I think, using Gladex is not a good idea since it is using libglade, which is deprecated (http://mail.gnome.org/archives/devel-announce-list/2009-May/msg00003.html). Furthermore, Gladex seems not to support further expansion or reviews of the GUI-XML-file like GTK+tobac2, which is imho an important point for larger projects.
I pushed a draft version of a sketcher to the gtk3 branch. However, I think this will not work with windows since the system commands mkdir and cp are used in the current version. I think, this stuff can be replaced by platform independent calls to functions of the flibs collection (http://flibs.sourceforge.net/m_vfile.html). Any other ideas?
Perhaps you may find some solutions in the GLib:
http://developer.gnome.org/glib/unstable/glib-File-Utilities.html#g-mkdir-with-parents http://developer.gnome.org/glib/unstable/glib-File-Utilities.html#g-mkdir (only the first seems to be in gtk-fortran)
I found no "cp"-like function.
Nice piece of code ! I tried it under Ubuntu 11.04 - 32 bits with the example.glade file: the only little problem is that it did not succeed copying example.glade in the example directory. Perhaps because there is a space in one of the directory name in my working dir path.
One issue I did notice was that if I try to open a second file, there is a runtime error at line 244 because connections
is already allocated.
I fixed the allocation issue and pushed a new version without system calls to the gtk3 branch. However, I tried to use the glib function g_file_get_contents to implement system independent file copy (Indeed there is no one-call-routine for file copy in glib). Unfortunately, I got this not to work (I obtained strange characters in "contents") and the current version is now using standard fortran file access routines. Did anyone ever tried the g_file_get_contents function?

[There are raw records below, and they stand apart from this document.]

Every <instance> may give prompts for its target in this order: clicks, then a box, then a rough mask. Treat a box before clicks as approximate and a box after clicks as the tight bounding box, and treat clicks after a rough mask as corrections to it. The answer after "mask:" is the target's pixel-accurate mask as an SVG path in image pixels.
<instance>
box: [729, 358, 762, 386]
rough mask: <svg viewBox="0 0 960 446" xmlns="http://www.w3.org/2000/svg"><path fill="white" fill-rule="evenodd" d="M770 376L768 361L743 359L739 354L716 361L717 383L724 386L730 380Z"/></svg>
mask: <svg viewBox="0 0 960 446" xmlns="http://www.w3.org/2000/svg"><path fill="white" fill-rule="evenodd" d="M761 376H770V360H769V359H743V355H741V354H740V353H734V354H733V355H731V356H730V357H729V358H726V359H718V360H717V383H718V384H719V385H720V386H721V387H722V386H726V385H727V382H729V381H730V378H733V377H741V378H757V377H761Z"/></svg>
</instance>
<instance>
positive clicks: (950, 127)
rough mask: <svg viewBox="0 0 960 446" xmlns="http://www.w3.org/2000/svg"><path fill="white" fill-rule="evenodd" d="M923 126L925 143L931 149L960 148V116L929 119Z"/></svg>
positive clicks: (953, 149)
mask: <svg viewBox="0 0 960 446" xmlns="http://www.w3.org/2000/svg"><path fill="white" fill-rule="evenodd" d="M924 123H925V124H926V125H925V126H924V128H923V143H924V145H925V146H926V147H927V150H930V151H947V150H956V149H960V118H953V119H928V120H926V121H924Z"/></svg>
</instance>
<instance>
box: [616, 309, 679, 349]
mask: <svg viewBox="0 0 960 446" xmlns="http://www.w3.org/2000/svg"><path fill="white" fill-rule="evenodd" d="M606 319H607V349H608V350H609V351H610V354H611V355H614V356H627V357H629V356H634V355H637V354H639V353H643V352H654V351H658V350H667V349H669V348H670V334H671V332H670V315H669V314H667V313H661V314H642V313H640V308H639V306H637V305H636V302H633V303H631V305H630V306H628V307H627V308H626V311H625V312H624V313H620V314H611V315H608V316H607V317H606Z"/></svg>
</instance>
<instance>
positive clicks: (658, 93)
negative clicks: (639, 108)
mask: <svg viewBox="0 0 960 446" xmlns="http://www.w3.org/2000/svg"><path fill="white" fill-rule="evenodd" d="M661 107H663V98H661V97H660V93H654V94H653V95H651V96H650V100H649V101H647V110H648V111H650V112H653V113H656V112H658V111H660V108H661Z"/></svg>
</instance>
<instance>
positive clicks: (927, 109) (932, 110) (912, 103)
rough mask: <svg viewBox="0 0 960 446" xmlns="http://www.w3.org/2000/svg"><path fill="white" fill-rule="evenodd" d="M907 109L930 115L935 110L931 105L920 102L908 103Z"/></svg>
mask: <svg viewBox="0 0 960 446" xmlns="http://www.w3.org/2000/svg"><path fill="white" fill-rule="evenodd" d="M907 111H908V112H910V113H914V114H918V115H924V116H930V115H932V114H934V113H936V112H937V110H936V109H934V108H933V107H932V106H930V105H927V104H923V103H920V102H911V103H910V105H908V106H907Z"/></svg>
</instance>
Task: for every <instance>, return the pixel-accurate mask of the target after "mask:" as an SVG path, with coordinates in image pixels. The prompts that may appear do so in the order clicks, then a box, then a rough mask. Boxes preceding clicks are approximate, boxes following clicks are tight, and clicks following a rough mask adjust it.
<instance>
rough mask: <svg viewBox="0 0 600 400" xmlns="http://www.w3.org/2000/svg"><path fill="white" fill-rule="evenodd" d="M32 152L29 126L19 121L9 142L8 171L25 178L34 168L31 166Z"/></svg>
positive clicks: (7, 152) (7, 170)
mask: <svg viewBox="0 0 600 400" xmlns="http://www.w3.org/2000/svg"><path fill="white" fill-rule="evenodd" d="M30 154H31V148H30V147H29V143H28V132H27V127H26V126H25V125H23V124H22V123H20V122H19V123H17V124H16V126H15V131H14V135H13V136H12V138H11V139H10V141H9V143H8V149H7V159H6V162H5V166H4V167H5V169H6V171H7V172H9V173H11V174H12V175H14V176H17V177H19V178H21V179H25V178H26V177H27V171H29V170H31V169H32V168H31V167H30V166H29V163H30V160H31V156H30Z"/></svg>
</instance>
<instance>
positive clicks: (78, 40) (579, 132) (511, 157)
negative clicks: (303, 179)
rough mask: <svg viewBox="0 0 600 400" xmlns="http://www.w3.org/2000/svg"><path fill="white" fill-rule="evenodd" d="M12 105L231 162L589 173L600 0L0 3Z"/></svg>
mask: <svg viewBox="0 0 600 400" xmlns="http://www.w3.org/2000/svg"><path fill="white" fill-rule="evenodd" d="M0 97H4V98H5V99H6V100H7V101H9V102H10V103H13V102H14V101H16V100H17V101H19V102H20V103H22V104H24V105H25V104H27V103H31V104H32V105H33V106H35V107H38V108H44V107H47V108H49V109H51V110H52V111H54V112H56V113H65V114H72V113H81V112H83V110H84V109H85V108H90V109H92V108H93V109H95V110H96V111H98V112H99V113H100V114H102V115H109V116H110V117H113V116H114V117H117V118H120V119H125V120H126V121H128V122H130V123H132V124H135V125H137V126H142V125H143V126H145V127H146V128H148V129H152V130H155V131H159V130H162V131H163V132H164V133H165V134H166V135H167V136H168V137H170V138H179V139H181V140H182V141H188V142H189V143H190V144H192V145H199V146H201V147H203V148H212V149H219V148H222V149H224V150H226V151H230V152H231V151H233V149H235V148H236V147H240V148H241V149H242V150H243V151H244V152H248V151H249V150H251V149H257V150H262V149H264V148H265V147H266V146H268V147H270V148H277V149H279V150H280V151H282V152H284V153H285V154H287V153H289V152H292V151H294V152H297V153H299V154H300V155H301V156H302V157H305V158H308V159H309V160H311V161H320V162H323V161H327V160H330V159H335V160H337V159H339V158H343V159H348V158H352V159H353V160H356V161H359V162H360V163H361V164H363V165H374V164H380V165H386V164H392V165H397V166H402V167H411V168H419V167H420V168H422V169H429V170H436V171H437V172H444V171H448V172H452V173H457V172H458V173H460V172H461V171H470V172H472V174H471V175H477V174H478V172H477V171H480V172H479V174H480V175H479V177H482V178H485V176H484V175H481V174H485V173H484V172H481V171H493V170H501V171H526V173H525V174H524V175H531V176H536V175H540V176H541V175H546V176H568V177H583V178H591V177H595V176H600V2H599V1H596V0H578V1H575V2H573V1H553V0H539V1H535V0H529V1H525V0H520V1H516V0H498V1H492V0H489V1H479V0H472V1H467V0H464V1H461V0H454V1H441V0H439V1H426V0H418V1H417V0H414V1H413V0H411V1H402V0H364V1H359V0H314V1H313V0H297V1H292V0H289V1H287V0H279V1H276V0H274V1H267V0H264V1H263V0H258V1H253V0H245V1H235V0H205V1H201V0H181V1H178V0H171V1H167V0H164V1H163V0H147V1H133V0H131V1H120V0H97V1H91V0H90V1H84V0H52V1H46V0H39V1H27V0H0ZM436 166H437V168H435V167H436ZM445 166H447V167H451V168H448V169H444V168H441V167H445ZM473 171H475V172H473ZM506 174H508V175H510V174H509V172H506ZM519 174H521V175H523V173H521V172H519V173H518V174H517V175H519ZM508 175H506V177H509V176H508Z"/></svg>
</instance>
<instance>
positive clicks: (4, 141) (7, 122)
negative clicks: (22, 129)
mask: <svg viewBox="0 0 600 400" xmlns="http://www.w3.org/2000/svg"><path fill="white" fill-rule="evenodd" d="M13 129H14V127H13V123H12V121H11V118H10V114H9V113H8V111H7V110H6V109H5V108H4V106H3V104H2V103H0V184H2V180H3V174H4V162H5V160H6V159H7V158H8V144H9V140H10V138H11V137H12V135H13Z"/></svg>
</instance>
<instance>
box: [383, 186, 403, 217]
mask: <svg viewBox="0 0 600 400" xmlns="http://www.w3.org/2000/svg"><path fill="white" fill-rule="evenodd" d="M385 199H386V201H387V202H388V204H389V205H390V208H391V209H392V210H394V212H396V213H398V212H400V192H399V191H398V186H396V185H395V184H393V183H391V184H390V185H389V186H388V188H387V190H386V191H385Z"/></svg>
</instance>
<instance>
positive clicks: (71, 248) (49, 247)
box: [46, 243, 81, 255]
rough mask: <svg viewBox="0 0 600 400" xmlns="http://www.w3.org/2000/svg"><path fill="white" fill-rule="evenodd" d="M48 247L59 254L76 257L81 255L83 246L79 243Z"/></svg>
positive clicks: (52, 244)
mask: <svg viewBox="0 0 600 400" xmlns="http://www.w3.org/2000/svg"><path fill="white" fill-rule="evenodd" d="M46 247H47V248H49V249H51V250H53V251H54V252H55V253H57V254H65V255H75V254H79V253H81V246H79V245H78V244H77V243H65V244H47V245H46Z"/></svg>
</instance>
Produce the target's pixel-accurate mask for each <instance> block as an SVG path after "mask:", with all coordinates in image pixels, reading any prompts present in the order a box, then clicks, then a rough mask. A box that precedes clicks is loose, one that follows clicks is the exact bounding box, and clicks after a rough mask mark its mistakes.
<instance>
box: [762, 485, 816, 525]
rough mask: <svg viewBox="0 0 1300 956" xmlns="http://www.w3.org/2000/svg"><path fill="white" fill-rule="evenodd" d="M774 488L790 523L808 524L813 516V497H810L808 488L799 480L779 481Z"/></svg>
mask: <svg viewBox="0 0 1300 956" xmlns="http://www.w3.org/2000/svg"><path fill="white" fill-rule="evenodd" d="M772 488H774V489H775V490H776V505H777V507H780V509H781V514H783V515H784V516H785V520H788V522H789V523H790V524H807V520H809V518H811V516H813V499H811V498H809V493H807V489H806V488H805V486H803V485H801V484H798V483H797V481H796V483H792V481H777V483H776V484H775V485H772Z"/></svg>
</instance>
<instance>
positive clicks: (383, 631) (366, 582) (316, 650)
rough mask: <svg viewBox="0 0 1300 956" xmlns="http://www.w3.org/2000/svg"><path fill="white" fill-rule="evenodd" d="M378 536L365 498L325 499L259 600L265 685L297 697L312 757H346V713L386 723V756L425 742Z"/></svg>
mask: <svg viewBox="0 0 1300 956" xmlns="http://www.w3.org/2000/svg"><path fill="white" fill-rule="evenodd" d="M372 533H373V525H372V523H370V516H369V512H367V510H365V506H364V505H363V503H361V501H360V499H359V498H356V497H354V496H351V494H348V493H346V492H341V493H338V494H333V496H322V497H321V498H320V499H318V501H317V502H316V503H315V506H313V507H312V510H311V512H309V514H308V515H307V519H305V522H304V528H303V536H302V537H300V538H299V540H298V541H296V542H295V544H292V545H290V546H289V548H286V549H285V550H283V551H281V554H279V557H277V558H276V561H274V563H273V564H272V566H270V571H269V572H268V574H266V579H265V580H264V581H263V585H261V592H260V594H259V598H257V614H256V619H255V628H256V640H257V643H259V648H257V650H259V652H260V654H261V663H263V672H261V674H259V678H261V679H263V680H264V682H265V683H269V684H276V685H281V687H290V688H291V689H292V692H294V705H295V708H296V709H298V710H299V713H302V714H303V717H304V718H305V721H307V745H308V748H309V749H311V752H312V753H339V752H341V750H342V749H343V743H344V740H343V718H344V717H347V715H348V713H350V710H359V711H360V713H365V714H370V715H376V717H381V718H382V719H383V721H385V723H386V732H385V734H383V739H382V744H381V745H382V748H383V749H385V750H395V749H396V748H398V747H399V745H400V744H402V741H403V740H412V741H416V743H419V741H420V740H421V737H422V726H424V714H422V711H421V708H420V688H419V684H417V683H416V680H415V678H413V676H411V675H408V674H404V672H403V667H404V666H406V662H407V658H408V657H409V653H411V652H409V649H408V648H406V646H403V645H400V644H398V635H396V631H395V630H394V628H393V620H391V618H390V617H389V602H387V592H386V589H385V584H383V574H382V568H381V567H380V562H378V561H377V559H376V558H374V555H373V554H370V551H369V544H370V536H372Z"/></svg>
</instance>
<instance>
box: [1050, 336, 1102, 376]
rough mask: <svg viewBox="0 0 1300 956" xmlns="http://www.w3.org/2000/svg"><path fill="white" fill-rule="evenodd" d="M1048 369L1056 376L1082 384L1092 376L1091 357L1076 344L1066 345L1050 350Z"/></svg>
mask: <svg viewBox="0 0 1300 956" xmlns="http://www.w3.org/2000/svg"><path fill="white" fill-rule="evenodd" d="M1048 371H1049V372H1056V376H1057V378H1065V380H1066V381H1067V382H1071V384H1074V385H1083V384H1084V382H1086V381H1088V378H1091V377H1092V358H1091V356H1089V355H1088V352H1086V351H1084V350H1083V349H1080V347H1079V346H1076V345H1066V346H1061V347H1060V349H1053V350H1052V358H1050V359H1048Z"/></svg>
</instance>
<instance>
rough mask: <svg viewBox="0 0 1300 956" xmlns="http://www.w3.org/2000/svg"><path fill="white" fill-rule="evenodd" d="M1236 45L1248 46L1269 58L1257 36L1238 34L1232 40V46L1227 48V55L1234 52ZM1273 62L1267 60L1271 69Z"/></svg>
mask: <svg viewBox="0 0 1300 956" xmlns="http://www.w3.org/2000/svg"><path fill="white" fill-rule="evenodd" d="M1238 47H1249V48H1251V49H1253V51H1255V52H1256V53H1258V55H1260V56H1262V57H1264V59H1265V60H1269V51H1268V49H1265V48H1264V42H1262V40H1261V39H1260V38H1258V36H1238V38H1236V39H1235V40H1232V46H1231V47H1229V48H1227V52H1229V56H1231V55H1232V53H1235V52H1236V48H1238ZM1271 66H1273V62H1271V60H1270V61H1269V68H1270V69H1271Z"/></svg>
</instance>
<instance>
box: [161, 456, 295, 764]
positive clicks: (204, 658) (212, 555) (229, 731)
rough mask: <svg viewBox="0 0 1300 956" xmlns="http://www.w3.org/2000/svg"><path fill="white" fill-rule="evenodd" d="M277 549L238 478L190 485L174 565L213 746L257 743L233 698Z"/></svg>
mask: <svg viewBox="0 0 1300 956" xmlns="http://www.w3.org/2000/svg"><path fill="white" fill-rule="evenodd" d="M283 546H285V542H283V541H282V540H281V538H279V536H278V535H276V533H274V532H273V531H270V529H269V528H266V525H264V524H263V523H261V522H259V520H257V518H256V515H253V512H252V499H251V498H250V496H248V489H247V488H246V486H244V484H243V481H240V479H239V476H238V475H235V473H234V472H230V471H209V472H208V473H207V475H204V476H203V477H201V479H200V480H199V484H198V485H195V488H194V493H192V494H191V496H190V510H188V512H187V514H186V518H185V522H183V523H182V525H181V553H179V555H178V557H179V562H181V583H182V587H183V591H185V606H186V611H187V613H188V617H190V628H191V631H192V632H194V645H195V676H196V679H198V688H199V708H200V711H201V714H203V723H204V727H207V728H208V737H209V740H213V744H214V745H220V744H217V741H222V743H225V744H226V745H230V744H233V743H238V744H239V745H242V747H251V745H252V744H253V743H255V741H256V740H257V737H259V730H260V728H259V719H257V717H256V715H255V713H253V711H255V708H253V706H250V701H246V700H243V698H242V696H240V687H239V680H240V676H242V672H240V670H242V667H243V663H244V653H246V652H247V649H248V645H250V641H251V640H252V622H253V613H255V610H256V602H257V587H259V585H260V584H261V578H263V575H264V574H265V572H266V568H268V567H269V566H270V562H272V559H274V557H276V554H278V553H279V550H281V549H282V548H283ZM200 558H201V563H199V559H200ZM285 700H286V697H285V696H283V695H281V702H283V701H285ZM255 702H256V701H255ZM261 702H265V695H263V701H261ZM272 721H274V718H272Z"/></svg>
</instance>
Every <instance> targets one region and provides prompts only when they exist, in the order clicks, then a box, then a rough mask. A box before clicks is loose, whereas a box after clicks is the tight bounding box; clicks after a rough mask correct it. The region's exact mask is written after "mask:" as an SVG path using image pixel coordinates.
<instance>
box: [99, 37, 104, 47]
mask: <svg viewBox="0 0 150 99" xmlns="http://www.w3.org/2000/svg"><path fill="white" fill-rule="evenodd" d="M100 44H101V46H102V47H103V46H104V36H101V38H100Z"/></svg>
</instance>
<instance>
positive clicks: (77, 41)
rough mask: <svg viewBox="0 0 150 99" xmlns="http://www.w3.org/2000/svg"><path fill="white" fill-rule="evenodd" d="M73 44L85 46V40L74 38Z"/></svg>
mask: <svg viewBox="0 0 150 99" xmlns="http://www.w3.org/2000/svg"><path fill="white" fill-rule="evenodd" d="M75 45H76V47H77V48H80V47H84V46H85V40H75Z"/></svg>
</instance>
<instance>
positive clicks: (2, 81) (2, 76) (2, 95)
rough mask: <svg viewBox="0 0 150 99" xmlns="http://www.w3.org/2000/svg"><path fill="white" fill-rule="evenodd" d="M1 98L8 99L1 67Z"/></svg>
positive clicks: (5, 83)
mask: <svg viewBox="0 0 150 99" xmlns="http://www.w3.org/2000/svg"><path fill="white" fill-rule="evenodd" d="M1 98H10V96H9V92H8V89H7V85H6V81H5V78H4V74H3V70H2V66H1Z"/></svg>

I tried also to reproduce the copy error using a directory with a blank in the name. On my system this works well, at least with the current version.
Hi Jens, the copy error has disappeared... It now works fine.
Hi Jens,
In the newest version, there are a number of places in gtkf-sketcher.glade
where the line:
<property name="ubuntu_local">True</property>
occurs. However since this is not portable, on Debian Sid it generates a warning:
Gtk-WARNING **: Unknown property: GtkMenuBar.ubuntu-local
(or similar depending on the widget), I'd suggest removing it or finding a system-independent equivalent.
P.S. I've added a target for default.options
to CMakeLists.txt
so that it works properly with the cmake build.
Same warnings under Fedora 15 (gtk3 branch).
I just deleted the respective lines in gtkf-sketcher.glade, since this seems to be some Ubuntu bug (http://lists.ximian.com/pipermail/glade-users/2011-March/005235.html).
OK, the warnings have disappeared. I found another problem: when "Create file for each handler function" is selected, I obtain this error for each handler function:
handler_delete_event.f90:3.8:
print*,"handler function: delete_event
1
Error: Unterminated character constant beginning at (1)
No problem when there is no handler files.
I resolved that - the reason was a too long line in gtkf-sketcher.f90.
I committed a new version with some more options.
I started to write an GtkBuilder example which uses a XML file created by Glade to construct the GUI (will be commited in the next days). However, I found an interesting sketcher application, which creates Freebasic raw code from a Glade XML file (http://www.freebasic.net/forum/viewtopic.php?t=14856), where only the code in the handler functions have to be added by the programmer. Should be not very difficult to do the same thing with Fortran (programmed in Fortran or Python?). Maybe this is another interesting way to allow more rapid application development with gtk-fortran.